Judge tosses some parts of former NUMC CEO Megan Ryan's gender bias suit

Former NUMC CEO Megan Ryan at a collective bargaining meeting in November 2019. Credit: Newsday/Kendall Rodriguez
A judge last week tossed major parts of a lawsuit filed by former Nassau University Medical Center CEO Megan Ryan against the state-appointed leaders who fired her for cause last year from the cash-strapped public hospital, court papers show.
State Supreme Court Justice Jerome Murphy in a June 2 decision dismissed Ryan's allegations of breach of contract, gender-based pay discrimination and defamation against Nassau Health Care Corporation, the public-benefit corporation that runs NUMC. The decision comes as the state attorney general has launched a probe into possible financial wrongdoings at Nassau County's only safety-net health system, which cares for some of the poorest patients in the region.
The judge asked for more information on the remaining parts of Ryan's litigation.
Messages left for Ryan's attorneys were not returned Tuesday. No appeal has been filed, according to an online court docket.

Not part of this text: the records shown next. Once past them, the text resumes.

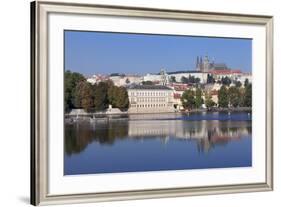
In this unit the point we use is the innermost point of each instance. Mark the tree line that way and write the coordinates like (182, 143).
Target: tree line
(81, 94)
(233, 96)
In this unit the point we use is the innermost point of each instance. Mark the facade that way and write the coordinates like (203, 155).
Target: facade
(123, 80)
(150, 99)
(197, 74)
(205, 65)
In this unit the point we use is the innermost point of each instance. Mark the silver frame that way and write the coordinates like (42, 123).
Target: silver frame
(39, 100)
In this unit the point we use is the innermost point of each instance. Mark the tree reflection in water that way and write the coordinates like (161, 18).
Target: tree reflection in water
(207, 132)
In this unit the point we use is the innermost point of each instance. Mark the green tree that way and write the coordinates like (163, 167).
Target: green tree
(210, 79)
(246, 82)
(100, 95)
(122, 100)
(188, 100)
(234, 96)
(71, 79)
(173, 79)
(84, 96)
(223, 97)
(238, 84)
(248, 96)
(208, 100)
(147, 83)
(226, 81)
(198, 98)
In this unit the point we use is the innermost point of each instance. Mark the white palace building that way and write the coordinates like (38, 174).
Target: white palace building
(150, 99)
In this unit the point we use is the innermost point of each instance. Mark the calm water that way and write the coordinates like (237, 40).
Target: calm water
(158, 142)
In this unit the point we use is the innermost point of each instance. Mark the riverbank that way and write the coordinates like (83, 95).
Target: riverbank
(106, 117)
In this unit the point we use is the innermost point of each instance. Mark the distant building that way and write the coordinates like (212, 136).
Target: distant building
(150, 99)
(196, 74)
(205, 65)
(97, 78)
(123, 80)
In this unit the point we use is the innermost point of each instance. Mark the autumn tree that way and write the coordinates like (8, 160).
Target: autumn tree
(248, 96)
(84, 96)
(187, 99)
(234, 96)
(223, 97)
(208, 100)
(71, 80)
(198, 98)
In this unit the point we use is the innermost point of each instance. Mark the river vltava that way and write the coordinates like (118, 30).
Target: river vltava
(154, 142)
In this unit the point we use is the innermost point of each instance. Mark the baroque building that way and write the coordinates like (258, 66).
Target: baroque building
(150, 99)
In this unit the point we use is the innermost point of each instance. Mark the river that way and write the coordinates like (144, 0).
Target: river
(153, 142)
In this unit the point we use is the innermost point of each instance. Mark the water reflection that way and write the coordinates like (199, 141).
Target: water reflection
(207, 130)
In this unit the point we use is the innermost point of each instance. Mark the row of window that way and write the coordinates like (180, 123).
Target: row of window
(148, 105)
(148, 99)
(146, 93)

Ryan, who worked at NUMC for about a decade, rose through the ranks to become general counsel and then CEO in 2024 before her resignation last year turned into a firing "for cause" after it was discovered she authorized more than $1 million in what officials deemed improper termination pay to herself and other departing executives.
Ryan, both in the lawsuit and in previous statements to Newsday, said she believes she was wrongfully terminated, contractually entitled to separation pay and underpaid. She said her $550,000 salary was lower than that of other CEOs because she is a woman.
She also alleged articles that appeared in Newsday were planted by an administration with a political vendetta against her, according to the lawsuit.
Last year, she and about a dozen other executives left NUMC after Gov. Kathy Hochul, a Democrat, and state lawmakers through the budget process reconfigured the governing board to take the majority of appointees away from County Executive Bruce Blakeman, a Republican. The move to change the leadership and day-to-day management of the institution was necessary, Hochul said, to stabilize its finances after racking up more than $1.4 billion in debt.
Also named as defendants in the suit were Dr. Richard Becker, the hospital's former interim president; Stuart Rabinowitz, former chairman of the NHCC board of directors; and Richard Kessel, in his capacity as the former chairman of the Nassau Interim Financial Authority, the state-appointed fiscal panel that oversees and has audited the hospital’s finances. Kessel, who was involved in leadership changes that resulted in Ryan's departure, was appointed chairman of the NHCC board earlier this week.
"I'm delighted that the courts dismissed most of the claims, certainly the ones that were personal. I think it's time for the hospital to move forward and come back from this dark period to a brighter and more transparent period as we go forward," Kessel said Tuesday.
NHCC, which relies on federal and state Medicaid and Medicare funding, operates the 530-bed East Meadow hospital, the A. Holly Patterson nursing home, inmate care at the county jail and several community health centers.